# Blood patch/Allergy patch, placement



## texas (20 Jan 2008)

Could someone explain for newbie what is the correct place for a blood group/allergy patch on the battle dress in CADPAT TW? I mean this http://www.cpgear.com/default.asp?mn=1.19.56&f=pd&pid=551
Is it regulated? is there in manuals about that?

thanks!


----------



## ModlrMike (20 Jan 2008)

The answer to your question is....

NOWHERE!

When a wounded soldier arrives at the Role 3, his uniform is cut off. If he needs blood, O negative is hung, and his blood is drawn for type and cross match. At no point do the medical personnel look at his uniform to determine the blood type.

My advice is to not put these on (you probably won't be allowed anyhow), and if you want one, leave it at home.


----------



## MikeL (20 Jan 2008)

Like ModlrMike said there is no need to have these patches.


But myself and others in Battalion have our blood type written on helmet bands, Individual First Aid Kit, Boots(written on the collar of our desert boots),t-shirts, etc. Some guys have their blood type tattooed on their forearm or the inside of their upper arm aswell.


I marked my stuff since I saw some of the guys who've been in awhile had some of their kit marked. I believe I asked St Michael's Medical Team about it awhile ago and he said the same thing as ModlrMike about it not being needed.


----------



## texas (20 Jan 2008)

hmm...thanks for info..

but in this reason it is strange that CPgear sells this patches


----------



## MikeL (20 Jan 2008)

On our Arid Combats we got pockets with velcro, lot of guys throw on blood type patches onto them.  I got one of their blood type patches on my IFAK.


----------



## Sig_Des (20 Jan 2008)

texas said:
			
		

> hmm...thanks for info..
> 
> but in this reason it is strange that CPgear sells this patches



Because some people still put it on. But like was stated, it's not something that's really nescessary. Some guys have it as a comfort thing, I guess.


----------



## texas (20 Jan 2008)

-Skeletor- said:
			
		

> On our Arid Combats we got pockets with velcro, lot of guys throw on blood type patches onto them.  I got one of their blood type patches on my IFAK.


sorry, it is not  clear to me...Could someone show a foto with those patch on velcro for its right place? never see it before


----------



## MikeL (20 Jan 2008)

texas said:
			
		

> sorry, it is not  clear to me...Could someone show a foto with those patch on velcro for its right place? never see it before



I haven't gotten my ARID CADPAT shirts modified yet so I can't show a pic of that... but you just place the patch onto a piece of velcro that doesn't have a ISAF or IFF patch on it. 
Anyways here's the IFAK





In case anyone is wondering, I have a utlity pouch in the mail for my chest rig.


----------



## armyvern (20 Jan 2008)

texas said:
			
		

> sorry, it is not  clear to me...Could someone show a foto with those patch on velcro for its right place? never see it before



Geez,

There is *NO* authorized spot on the AR cadpats for these because they are *NOT* CF kit items. You could essentially then, throw them on whatever piece of velcro you darn well want -- IF your CoC allows you to wear them.

They mean diddly-squat in the grand scheme of your medical handling though.

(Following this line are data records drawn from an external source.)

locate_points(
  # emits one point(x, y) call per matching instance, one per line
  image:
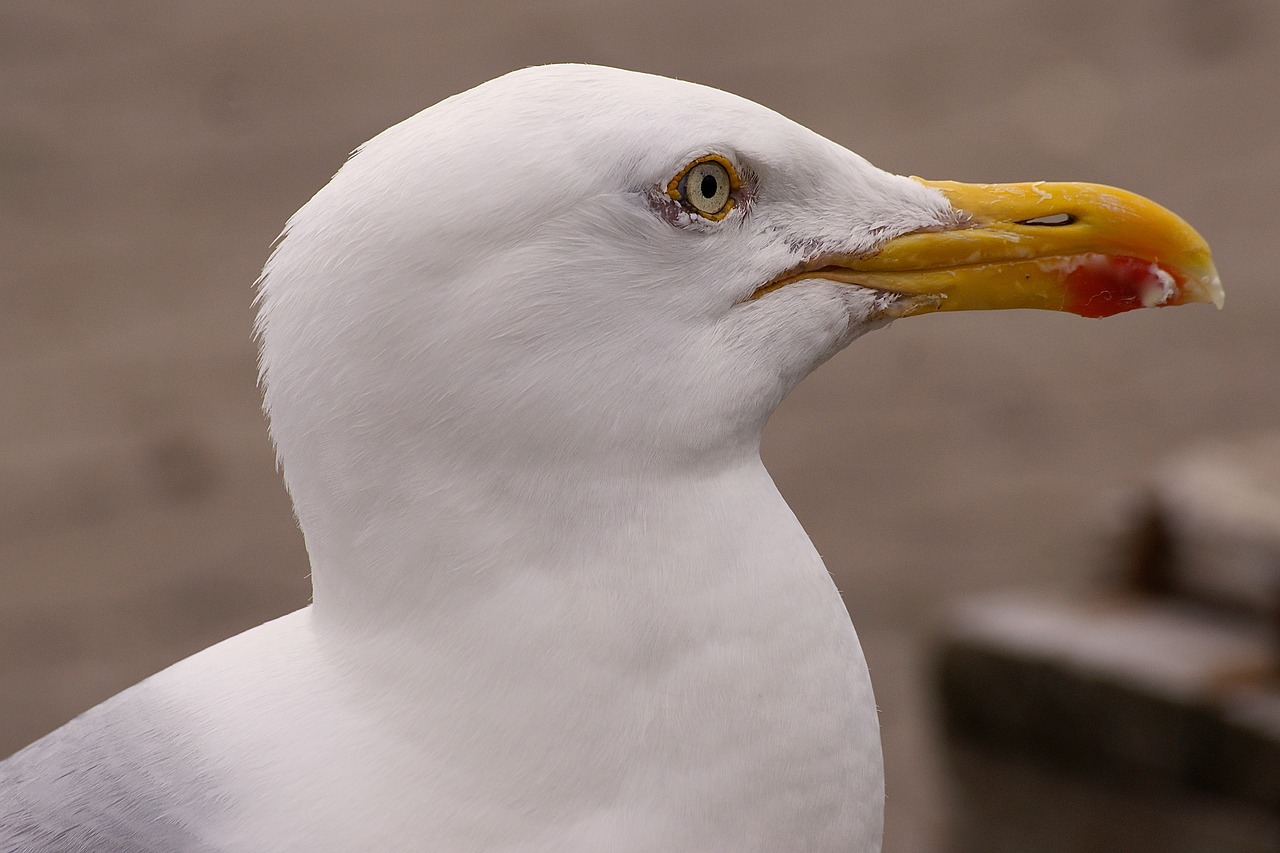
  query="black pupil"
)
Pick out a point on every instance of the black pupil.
point(709, 186)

CP Gear is a CIVILIAN company, so they can sell whatever they want. Just because they sell it, does not mean that it is a CF kit item.

People buy them, obviously, or they would NOT be selling them.

To each their own, but the CF medics have already told you that whether or not YOU are wearing one of these patches matters NONE in the manner to which you will be handled should you be injured.

You will STILL undergo blood typing etc in the Role III hospital. Wear them if you want, but it doesn't change a single thing in your processing except making YOU feel better.

PS: Ever hear the one about the guy who was O- and ended up with O+ tattooed onto his arm? Now, that shit will kill you. You will ALWAYS ALWAYS ALWAYS be blood typed --- they don't give a shit what your patches say -- if they even bother to see them.


----------



## texas (20 Jan 2008)

Good info! Thanks to all


----------



## medicineman (20 Jan 2008)

To answer the second part of the question, if you have allergies, you are supposed to be wearing a medic alert necklace or at least have the tag on your ID discs as per the STANAG who's number escapes my mind at the moment.   You can apply for these through your UMS/MIR.

Cheers.

MM


----------



## NL_engineer (20 Jan 2008)

ModlrMike said:
			
		

> When a wounded soldier arrives at the Role 3, his uniform is cut off. If he needs blood, O negative is hung, and his blood is drawn for type and cross match. At no point do the medical personnel look at his uniform to determine the blood type.
> 
> My advice is to not put these on (you probably won't be allowed anyhow), and if you want one, leave it at home.



Does the same thing go for the blood type/group on your ID disks?


----------



## Donut (20 Jan 2008)

NL_engineer said:
			
		

> Does the same thing go for the blood type/group on your ID disks?



Yep.  you will ALWAYS be typed and matched before getting a transfusion of anything but type O blood, military or civi facility, we all work out of the same book.


----------



## medaid (21 Jan 2008)

PMT still wearing that blood type patch I got ya?  >


----------



## armyvern (21 Jan 2008)

MedTech said:
			
		

> PMT still wearing that blood type patch I got ya?  >



Wearing one has nothing to do with the fact that he'll still be typed -- he knows that (and has said as much here in this thread) -- as do you.

Perhaps it makes him feel better too??  ;D

But, let's NOT lead the younger ones astray here shall we?? They are NOT a requirement and, in the grand scheme of things, mean absolutely ZERO except money out of your pocket.


----------



## medaid (21 Jan 2008)

ArmyVern said:
			
		

> Wearing one has nothing to do with the fact that he'll still be typed -- he knows that (and has said as much here in this thread) -- as do you.
> 
> Perhaps it makes him feel better too??  ;D
> 
> But, let's NOT lead the younger ones astray here shall we?? They are NOT a requirement and, in the grand scheme of things, mean absolutely ZERO except money out of your pocket.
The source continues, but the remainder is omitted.